などの論点も提示した。このほか、障害者も受け入れる「共生型サービス」やケアマネの「特定事業所集中減算」、介護職員の「処遇改善加算」などのあり方も重要なテーマとなる。
 

「生活援助は家事の代行ではない」

 
議論のキックオフとなった今回の会合では、現場の関係者や有識者で構成する委員が意見を交換した。大きな焦点となる生活援助の見直しには反発が出ている。
 
民間介護事業推進委員会の稲葉雅之代表委員は、「生活援助は単なる家事の代行ではない。利用者の自立を支える専門的なサービスであることを踏まえるべき」と牽制。連合の伊藤彰久生活福祉局長は、「サービスの質が確保されるのか非常に心配。丁寧に検討を進めて欲しい」と要請した。
 
「科学的介護」の推進についても慎重論があがった。
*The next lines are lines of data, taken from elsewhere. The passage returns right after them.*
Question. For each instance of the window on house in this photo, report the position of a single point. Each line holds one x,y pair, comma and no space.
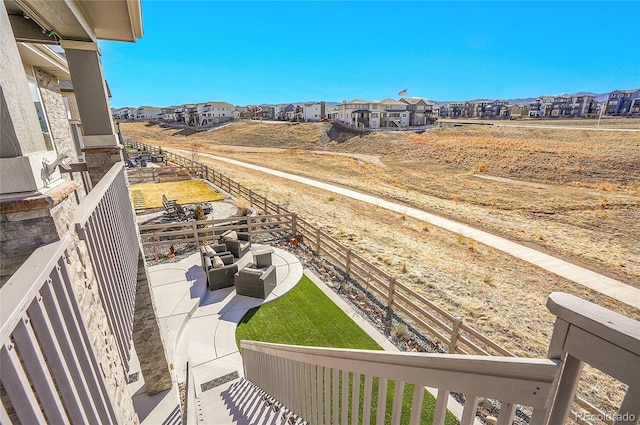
42,116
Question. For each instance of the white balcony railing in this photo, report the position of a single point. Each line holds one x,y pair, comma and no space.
48,366
106,221
317,384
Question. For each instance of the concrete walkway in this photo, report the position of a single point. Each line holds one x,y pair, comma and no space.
198,327
585,277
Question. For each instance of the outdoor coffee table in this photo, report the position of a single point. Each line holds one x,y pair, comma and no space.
262,255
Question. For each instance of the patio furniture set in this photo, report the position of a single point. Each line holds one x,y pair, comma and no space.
219,261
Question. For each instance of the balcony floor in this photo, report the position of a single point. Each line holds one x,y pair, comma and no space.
198,327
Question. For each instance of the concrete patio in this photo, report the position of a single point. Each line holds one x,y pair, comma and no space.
198,327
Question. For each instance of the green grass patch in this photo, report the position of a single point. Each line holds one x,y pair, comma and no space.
306,316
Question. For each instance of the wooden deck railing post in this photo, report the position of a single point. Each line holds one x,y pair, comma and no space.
194,226
455,333
294,225
250,228
318,237
392,291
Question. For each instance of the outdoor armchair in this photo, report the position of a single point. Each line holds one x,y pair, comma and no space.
256,283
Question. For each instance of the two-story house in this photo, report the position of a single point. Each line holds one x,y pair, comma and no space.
420,110
169,114
210,113
145,113
623,103
314,111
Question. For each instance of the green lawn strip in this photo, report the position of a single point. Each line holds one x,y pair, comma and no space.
305,316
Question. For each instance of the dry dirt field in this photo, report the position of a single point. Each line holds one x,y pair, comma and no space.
572,193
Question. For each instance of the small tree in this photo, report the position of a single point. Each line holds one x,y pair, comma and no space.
196,147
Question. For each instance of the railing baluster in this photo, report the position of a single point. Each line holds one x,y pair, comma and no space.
440,412
90,368
16,383
345,396
416,405
507,414
382,401
396,412
630,408
355,398
469,411
336,394
57,318
327,395
54,355
35,363
366,403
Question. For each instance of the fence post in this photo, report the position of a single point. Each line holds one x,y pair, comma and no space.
294,224
195,233
250,227
455,332
318,242
392,292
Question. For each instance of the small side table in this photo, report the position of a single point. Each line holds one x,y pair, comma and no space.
261,255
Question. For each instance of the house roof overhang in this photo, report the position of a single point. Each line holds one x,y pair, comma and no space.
45,58
83,20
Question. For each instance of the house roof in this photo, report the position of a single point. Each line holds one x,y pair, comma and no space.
87,20
415,100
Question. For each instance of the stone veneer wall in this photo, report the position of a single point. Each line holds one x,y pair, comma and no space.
39,220
103,341
147,337
100,160
56,114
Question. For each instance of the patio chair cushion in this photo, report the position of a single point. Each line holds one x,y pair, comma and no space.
217,262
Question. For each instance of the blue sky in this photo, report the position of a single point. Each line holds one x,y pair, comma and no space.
291,51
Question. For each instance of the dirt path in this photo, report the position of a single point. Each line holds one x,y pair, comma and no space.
590,279
580,201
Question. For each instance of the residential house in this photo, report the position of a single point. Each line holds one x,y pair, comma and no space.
146,113
388,113
169,114
584,106
499,109
268,112
71,268
314,111
75,297
210,113
452,110
623,103
478,109
126,113
420,110
518,111
541,107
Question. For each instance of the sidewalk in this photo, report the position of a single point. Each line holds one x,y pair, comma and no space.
585,277
198,327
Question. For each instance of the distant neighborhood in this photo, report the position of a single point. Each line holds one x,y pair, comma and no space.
407,112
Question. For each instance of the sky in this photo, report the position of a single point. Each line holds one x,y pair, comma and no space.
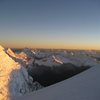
64,24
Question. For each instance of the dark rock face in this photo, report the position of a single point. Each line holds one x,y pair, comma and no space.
49,75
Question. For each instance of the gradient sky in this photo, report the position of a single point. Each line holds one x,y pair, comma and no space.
71,24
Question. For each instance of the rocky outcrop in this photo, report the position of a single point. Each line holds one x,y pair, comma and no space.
14,79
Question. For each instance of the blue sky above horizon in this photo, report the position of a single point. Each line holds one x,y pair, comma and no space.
50,23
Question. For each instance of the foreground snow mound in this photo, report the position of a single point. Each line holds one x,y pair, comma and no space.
84,86
14,79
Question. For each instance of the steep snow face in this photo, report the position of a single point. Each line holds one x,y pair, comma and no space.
14,79
84,86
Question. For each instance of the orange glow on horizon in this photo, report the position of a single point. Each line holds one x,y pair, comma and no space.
54,46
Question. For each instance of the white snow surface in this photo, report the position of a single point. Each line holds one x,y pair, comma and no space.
14,79
84,86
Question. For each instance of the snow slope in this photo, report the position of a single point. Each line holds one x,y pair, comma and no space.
14,79
84,86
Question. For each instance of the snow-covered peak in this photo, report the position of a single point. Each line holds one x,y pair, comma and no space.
14,79
10,52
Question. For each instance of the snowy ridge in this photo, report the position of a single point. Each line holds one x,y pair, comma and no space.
14,79
84,86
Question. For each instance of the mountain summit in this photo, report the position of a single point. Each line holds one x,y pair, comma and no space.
14,79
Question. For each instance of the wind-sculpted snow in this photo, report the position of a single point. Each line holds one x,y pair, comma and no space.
14,79
84,86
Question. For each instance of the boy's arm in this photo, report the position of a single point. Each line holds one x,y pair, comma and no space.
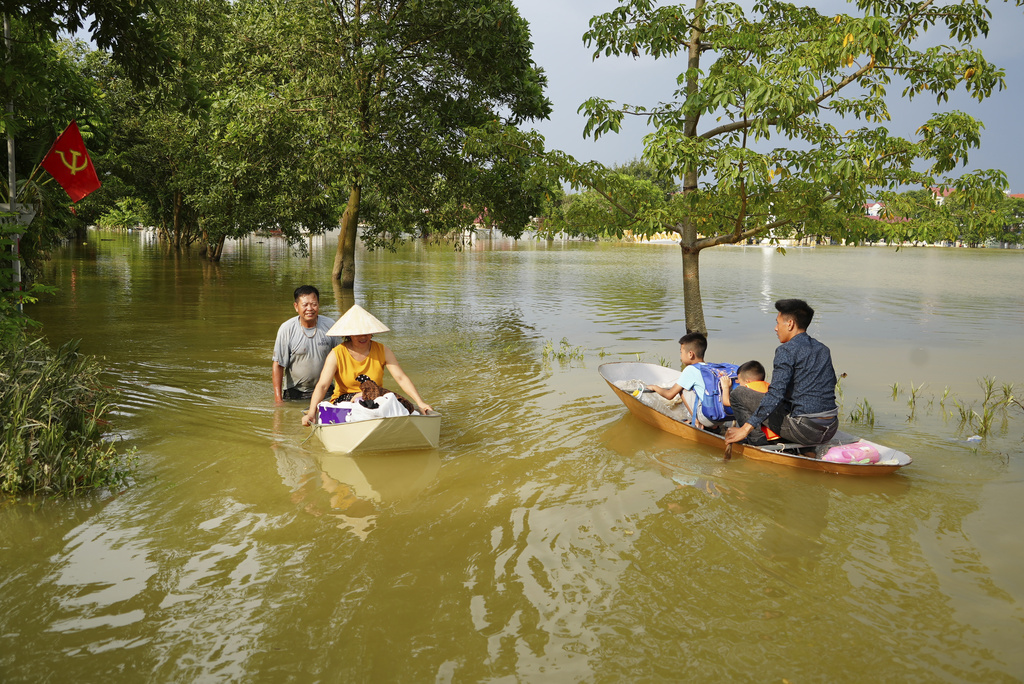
669,393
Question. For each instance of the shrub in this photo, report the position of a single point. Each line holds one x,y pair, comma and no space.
52,407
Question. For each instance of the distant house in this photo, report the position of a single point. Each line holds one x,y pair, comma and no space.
875,209
941,195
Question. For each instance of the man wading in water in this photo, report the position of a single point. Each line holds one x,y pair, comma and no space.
800,403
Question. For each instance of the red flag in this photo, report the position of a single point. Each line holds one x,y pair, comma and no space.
69,163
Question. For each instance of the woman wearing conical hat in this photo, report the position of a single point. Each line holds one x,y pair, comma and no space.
358,354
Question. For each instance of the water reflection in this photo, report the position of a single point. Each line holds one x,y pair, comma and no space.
551,536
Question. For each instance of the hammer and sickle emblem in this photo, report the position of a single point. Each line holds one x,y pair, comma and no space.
73,166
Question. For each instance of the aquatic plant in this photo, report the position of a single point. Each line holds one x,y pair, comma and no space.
564,352
863,413
52,420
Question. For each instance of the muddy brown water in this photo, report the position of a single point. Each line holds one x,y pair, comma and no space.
551,537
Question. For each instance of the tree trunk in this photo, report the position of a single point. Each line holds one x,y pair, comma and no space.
176,229
692,304
218,250
344,260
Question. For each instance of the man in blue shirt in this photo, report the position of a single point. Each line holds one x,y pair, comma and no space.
800,403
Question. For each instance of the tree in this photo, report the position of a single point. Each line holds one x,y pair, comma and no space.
123,28
780,118
392,86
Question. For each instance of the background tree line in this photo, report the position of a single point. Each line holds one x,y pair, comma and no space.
220,118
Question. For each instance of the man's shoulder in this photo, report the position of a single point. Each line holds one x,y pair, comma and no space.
286,328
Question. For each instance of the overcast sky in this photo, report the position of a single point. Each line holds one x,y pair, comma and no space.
557,28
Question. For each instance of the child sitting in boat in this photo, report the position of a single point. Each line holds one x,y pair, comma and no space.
752,375
690,384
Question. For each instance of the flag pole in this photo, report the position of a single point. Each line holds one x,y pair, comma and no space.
11,173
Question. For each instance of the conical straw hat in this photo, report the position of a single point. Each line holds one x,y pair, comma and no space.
356,321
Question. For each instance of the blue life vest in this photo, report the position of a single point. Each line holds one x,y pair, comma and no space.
711,402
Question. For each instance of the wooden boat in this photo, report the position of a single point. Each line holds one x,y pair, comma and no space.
391,434
622,375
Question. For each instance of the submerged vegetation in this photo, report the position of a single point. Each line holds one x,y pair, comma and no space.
52,410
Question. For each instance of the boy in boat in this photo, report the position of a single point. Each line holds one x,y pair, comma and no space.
800,403
690,384
752,376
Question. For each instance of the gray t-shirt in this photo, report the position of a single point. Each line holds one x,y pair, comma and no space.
301,354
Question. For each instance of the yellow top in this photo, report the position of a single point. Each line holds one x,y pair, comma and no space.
372,367
762,386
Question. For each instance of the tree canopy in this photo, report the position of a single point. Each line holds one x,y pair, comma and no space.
392,86
780,119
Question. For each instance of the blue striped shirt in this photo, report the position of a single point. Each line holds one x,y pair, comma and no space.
803,380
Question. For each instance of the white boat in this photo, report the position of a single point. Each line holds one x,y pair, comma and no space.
391,434
626,377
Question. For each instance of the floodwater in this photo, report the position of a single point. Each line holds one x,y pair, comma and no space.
551,538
認知症の人と家族の会の田部井康夫理事は、「自立だけが介護の成果だと括られてしまうと、なんとか状態を維持している認知症の人にとって非常に厳しい」と指摘。日本介護福祉士会の及川ゆりこ副会長は、「利用者のQOLをどう守っていくかを第一に考えていくべき」とくぎを刺した。一方、日本経団連の井上隆常務理事は、「保険料は上がり続けている。制度の持続性を高めるためには、給付費の伸びをできるだけ抑制していかなければいけない。自立支援の視点は非常に重要」と主張した。